Figure 4. Relying Party Application
- Login to STS using a user’s name/password credential (Current STS uses authentication mechanism, which verifies if user’s name corresponds to password e.g. user’s name: user, password: user. If a user’s name is Admin, user is assigned to the User and Admin roles; if a user’s name is SuperAdmin, user is assigned to the User, Admin and SuperAdmin roles.
Summary
In this article technical approach to authentication and authorization process based on claims via Active STS has been presented.
Figure 5. WCF Service with STS
The next article will describe technical approach to WCF service with authentication and authorization mechanism based on claims.
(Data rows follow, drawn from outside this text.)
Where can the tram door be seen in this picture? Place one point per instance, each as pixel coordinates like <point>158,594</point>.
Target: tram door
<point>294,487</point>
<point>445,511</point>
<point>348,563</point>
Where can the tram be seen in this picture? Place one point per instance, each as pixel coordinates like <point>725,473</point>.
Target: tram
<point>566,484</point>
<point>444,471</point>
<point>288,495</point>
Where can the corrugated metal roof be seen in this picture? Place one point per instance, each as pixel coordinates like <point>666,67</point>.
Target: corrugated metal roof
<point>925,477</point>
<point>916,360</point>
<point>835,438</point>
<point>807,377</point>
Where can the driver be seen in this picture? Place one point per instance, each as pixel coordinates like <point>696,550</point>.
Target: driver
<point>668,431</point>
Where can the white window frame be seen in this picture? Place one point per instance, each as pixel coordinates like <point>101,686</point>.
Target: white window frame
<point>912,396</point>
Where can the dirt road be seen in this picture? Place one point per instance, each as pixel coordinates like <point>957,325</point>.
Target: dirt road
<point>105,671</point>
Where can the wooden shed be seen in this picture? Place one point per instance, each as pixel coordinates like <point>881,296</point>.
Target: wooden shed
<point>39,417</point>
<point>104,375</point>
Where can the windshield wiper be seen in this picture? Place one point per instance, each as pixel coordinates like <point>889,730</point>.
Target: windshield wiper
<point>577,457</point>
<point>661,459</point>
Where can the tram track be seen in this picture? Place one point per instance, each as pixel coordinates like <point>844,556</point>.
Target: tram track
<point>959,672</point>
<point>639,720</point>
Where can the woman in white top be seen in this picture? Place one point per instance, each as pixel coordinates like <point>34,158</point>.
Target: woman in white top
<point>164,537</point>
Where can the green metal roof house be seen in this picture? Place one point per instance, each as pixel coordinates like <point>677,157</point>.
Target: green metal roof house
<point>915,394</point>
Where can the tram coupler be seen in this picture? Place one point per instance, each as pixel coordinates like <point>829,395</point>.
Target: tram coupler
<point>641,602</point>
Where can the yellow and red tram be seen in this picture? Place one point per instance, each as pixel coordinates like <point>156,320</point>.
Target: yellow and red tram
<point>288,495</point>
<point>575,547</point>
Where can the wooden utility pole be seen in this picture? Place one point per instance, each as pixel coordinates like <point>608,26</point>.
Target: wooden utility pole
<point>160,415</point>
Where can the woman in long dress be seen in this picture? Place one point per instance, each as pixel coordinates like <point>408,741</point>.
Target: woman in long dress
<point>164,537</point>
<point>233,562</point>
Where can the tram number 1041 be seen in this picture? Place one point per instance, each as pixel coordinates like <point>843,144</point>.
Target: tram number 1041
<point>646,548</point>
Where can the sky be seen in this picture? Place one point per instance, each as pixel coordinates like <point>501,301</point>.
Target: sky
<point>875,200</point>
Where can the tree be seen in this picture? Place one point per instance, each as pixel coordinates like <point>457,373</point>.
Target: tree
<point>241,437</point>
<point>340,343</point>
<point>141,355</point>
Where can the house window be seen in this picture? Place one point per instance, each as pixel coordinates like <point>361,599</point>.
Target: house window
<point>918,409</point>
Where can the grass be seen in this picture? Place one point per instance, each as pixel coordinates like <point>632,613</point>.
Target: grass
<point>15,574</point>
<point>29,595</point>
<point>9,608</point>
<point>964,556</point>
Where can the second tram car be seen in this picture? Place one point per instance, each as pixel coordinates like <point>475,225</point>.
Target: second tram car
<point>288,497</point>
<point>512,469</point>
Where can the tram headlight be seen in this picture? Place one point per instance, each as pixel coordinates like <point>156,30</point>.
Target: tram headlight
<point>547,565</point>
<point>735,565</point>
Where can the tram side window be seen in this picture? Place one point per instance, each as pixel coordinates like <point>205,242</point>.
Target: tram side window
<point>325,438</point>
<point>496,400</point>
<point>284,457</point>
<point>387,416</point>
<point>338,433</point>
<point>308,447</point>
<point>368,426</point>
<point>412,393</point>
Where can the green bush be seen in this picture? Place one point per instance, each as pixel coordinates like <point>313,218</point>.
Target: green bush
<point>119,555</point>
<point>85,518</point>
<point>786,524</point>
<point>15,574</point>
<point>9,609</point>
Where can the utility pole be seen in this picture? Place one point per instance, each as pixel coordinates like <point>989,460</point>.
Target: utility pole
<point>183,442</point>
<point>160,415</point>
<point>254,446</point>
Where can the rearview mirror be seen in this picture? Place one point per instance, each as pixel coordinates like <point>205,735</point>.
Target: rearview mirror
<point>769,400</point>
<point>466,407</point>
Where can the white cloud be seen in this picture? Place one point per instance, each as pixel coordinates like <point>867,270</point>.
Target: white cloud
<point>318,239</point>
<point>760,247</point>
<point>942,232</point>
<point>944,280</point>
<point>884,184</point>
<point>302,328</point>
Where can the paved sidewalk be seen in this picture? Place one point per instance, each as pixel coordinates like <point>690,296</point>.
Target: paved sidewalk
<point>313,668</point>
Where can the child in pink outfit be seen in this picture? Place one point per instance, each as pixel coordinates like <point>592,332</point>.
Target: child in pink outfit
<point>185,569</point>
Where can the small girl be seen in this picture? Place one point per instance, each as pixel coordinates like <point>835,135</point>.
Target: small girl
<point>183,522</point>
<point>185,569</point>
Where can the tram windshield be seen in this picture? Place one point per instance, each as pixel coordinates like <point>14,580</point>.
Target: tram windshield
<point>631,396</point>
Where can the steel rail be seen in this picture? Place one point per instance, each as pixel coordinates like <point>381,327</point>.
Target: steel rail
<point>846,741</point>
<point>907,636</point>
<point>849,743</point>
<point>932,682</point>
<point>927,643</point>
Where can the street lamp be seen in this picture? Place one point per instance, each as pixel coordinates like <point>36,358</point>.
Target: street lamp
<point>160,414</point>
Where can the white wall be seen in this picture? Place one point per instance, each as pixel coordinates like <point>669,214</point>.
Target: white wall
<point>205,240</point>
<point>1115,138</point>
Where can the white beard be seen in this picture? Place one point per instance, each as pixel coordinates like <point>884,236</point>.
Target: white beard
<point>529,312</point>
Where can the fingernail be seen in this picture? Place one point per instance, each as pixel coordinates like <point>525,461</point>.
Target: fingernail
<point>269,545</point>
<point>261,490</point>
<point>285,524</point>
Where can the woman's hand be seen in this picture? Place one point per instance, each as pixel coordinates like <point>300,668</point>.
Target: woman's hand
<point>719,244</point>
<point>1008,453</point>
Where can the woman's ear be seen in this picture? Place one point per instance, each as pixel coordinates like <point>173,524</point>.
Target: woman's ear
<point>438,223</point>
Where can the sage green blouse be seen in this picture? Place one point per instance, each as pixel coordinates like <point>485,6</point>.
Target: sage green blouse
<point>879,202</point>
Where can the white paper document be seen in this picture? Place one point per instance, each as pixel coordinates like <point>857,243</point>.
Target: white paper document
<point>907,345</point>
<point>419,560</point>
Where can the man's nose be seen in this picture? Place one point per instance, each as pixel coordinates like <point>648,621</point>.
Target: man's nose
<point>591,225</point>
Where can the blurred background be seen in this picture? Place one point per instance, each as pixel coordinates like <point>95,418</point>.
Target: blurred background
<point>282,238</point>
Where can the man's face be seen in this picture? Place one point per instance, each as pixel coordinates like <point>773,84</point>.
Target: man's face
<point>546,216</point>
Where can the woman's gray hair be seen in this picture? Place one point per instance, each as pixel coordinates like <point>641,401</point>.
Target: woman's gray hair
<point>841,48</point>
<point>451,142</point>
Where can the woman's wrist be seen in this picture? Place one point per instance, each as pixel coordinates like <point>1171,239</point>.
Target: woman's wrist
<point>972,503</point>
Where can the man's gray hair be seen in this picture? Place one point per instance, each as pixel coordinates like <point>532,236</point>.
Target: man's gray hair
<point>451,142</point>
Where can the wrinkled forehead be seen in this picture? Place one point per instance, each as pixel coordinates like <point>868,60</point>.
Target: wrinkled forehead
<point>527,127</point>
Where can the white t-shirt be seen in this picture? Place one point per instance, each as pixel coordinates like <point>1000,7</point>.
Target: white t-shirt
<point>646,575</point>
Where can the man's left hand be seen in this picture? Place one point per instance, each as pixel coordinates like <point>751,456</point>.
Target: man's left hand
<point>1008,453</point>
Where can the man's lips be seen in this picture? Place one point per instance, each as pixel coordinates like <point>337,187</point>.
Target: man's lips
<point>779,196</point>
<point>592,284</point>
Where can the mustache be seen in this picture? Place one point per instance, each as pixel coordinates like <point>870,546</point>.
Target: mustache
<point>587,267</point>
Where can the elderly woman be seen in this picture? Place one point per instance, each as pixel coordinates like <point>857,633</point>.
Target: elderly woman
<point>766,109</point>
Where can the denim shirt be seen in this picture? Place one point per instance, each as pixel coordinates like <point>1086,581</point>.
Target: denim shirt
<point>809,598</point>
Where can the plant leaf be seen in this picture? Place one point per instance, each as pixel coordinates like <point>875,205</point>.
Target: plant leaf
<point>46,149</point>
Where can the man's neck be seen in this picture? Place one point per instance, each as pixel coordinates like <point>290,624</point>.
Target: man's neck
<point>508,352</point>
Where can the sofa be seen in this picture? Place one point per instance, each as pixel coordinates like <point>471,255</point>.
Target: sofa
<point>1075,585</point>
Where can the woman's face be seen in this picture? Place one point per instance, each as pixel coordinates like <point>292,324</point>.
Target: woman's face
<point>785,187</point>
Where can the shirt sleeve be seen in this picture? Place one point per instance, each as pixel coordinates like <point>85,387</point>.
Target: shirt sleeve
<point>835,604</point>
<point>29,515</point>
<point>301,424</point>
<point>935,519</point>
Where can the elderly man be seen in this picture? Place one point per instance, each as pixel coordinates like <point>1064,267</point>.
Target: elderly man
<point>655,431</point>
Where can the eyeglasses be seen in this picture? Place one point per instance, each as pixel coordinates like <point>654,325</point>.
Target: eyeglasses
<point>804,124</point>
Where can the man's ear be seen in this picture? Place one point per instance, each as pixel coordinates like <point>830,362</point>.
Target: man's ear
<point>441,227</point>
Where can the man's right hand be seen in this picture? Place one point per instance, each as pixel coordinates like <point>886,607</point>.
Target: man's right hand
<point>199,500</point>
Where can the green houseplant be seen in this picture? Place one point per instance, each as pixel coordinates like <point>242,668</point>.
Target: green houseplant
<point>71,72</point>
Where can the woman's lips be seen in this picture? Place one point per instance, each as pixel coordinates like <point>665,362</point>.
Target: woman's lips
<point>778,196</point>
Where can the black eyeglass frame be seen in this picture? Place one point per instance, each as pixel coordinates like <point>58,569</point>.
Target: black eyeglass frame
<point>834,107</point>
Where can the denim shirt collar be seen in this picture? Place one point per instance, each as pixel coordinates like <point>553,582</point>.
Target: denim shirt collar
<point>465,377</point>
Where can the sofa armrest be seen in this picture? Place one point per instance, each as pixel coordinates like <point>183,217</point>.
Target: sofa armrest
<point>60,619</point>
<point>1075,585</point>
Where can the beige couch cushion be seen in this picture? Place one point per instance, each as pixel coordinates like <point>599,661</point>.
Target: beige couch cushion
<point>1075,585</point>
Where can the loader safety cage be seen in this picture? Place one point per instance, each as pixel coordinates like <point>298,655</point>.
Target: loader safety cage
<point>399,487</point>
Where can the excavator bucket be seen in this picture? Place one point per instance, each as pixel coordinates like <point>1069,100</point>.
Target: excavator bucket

We try to extend our solution to accomplish the following scenario.
- The client (via application) sends a request message to the service. The request message contains received token.
- The service validates the security token and processes the request. To validate a token connection between service and STS is not necessary – issuer validation is based on PKI (this mechanism will be further described in another article)
- (Optional) The service initializes and sends a response message to the client.